高濃度の酸素に満たされたカプセルに横たわり、5分ほどそこに入っていると、傷は塞がりなんとか見える程度の痕がうっすらと残ってるだけまで回復していた。
「凄いでしょ?ソレ。
どういう構造になってるかは企業秘密で言えないんだけどさ、よく出来てんだよ。
開発費も高いからそんなに台数もないんだよねぇ。」
喉を鳴らして愉快そうに小城は笑う。
「大野君、お疲れ様。
もうお仲間のとこに行っていいよ?」
そう言われて小城の部下であろう男達に、俺はみんなの待つ部屋へと案内された。
・
・
「智君!!!」
「リーダー!!!」
「リーダー、大丈夫なのかよ?」
「ホラ、見てみ?」
「うわぁ、スゲェ!!!
本当に怪我が治ってる!!!」
相葉ちゃんが驚きの声を発する。
自動ドアの扉が開いて部屋に入ると、案の定ニノはみんなの輪から外れて座っていた。
みんなと少しだけ談笑した後、俺はふうっと溜息をついてニノの隣に腰掛けた。
「どうしたの?ニノ。
こんなとこに一人で座っちゃって。」
「一人の方が落ち着く。」
うそぶいたニノに、俺は笑って答える。
「嘘つき。」
「別に嘘じゃないし。
大野さんもみんなのとこ行けば?」
「俺はここがいいの。

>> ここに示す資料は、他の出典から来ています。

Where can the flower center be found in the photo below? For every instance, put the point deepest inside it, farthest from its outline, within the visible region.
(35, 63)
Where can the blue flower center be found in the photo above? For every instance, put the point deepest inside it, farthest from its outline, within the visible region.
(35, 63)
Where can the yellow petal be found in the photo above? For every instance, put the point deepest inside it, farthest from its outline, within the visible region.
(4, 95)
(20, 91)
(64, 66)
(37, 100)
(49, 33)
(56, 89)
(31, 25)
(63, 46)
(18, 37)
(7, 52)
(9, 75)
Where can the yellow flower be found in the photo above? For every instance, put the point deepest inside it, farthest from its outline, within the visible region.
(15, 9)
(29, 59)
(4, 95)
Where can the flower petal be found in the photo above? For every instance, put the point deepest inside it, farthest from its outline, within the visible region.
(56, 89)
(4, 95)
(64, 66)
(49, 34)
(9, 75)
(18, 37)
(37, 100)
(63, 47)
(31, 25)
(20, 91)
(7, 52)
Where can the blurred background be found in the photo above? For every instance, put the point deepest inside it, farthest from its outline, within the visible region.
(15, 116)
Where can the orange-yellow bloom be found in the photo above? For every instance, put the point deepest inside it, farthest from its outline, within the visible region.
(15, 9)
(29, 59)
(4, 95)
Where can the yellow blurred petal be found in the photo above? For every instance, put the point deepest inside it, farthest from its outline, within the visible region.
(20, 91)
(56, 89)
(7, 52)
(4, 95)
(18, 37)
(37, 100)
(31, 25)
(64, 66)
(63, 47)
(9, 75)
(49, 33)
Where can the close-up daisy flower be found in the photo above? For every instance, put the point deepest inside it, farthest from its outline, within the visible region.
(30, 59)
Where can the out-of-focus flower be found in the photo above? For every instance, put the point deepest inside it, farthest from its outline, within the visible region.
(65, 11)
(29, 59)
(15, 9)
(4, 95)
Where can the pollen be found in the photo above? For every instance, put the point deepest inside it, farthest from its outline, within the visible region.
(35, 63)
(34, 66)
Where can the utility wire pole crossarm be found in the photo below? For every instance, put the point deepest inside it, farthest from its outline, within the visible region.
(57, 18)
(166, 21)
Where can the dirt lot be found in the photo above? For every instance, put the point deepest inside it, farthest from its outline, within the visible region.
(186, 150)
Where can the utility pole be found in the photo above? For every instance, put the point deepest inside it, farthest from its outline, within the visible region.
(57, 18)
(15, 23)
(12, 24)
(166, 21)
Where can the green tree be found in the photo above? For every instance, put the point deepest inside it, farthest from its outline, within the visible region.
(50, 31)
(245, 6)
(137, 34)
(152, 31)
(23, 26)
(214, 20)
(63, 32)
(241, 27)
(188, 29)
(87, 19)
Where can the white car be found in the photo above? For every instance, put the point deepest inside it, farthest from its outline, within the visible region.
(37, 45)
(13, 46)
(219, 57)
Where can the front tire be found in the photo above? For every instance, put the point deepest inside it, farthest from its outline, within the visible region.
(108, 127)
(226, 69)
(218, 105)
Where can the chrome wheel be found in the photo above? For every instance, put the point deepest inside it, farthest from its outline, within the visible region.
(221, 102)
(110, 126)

」
そう答えた俺に、ニノからやっと笑いが漏れた。
「ニノ・・・・、何かあった?」
俺の問いにニノは答えず、苦笑して俺に言葉を紡ぐ。
「さっきさ、大野さんを案内した連中・・・。
オレのこと『化け物』だって。
ハハ・・!だよね。
人の思考にまで入れちゃうんだもん。
普通の人間からしたら、オレ化け物だよね。」
可笑しそうに笑いだしたニノ手を、俺は躊躇することなくぎゅっと握りしめた。
「大野さん?」
そんな俺を、ニノは不思議そうに見つめる。
「聞こえちゃったの?
さっきの奴らの心の『声』が・・・・」
.
「・・・・・・・。」
俺の言葉に沈鬱な表情を浮かべたニノは、何も言わずに俯いた。
「俺と触れ合ってれば、ニノは心の声が聞こえてこなくなるんでしょ?」
「・・・・・・うん。」
「だったら、手繋いでるから。
頼むからうそぶいて平気なフリするなよ。